The Beatles: Eight Days a Week - The Touring Years, la recensione

Con l'idea fortissima di raccontare solo la carriera live dei Beatles, Eight Days a Week - The Touring Years, è più corretto che interessante

Critico e giornalista cinematografico


Condividi

La storia dei Beatles vista per immagini è un viaggio tutto suo, paradossalmente autonomo dalla musica.

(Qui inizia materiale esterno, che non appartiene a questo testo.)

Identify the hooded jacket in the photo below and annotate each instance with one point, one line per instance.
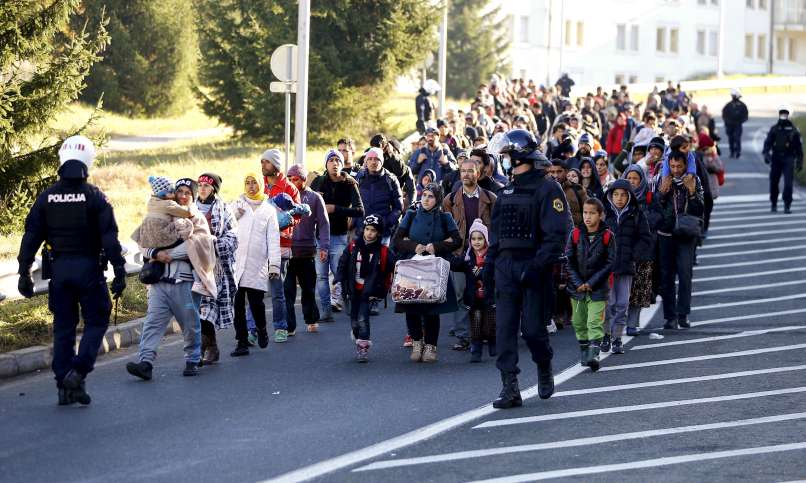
(631, 229)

Questo è il pregio maggiore di The Beatles: Eight Days a Week - The Touring Years: voler affrontare attraverso la storia delle performance live dei Beatles anche quella della loro immagine e di come questa possa essere scollata dalla musica. Purtroppo però è anche l’unico vero pregio di un documentario ricco (di immagini, di contributi, di inediti e di testimonianze) ma povero di ragionamento, che pare capace di notare gli elementi più interessanti ma non è mai desideroso di approfondirli.

Partendo dal presupposto che chiunque non abbia troppa confidenza con la band o anche semplicemente non abbia visto qualcuno dei molti documentari fatti su di loro (uno degli ultimi, in ordine di tempo, ad affrontarne solo un aspetto ma con un piglio fenomenale è George Harrison: Living in the Material World di Martin Scorsese) troverà pane per i propri denti. È però anche evidente che a più di 50 anni dal primo disco di una delle band più importanti di tutta la storia della musica pop e rock, ora che la maggior parte delle persone che hanno vissuto quegli anni ha superato i 60, probabilmente il lavoro che fa questo documentario è troppo poco e avremmo bisogno di altro.

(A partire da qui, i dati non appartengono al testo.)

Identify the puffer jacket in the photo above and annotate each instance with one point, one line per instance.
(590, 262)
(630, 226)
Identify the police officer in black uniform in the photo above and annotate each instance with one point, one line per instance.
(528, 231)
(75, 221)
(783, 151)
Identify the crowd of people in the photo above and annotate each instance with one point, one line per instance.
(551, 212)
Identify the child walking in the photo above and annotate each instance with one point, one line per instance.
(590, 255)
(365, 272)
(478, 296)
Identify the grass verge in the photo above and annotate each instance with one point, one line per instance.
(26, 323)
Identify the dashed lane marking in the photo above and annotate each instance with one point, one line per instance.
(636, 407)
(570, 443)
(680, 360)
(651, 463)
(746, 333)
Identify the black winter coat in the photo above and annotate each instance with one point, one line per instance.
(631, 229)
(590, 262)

Perché se Ron Howard si sofferma a dovere sul ruolo di Brian Epstein (il loro manager) e sottolinea quanto fargli indossare abiti tutti uguali sia stato un elemento determinante per identificare cosa fossero i quattro almeno fino alla seconda fase della vita del gruppo, quella in cui ognuno si vestiva a modo proprio ed inseguiva i propri interessi, poi non spiega cosa comportasse tutto ciò, da dove venisse e che ragioni avesse. Se mostra il radicale cambio di atteggiamento del mondo nei loro confronti dopo il 1965 non cerca mai di capirne le ragioni, dipinge un’opinione pubblica anti-beatles (cosa non esattamente vera) e non approfondisce le possibili ragioni o implicazioni.
Rimanendo sempre in superficie insomma questo documentario, corretto e spesso godurioso, non diventa mai un’operazione di vero ragionamento storico su quel che è stato per l’intrattenimento dal vivo l’arrivo dei Beatles.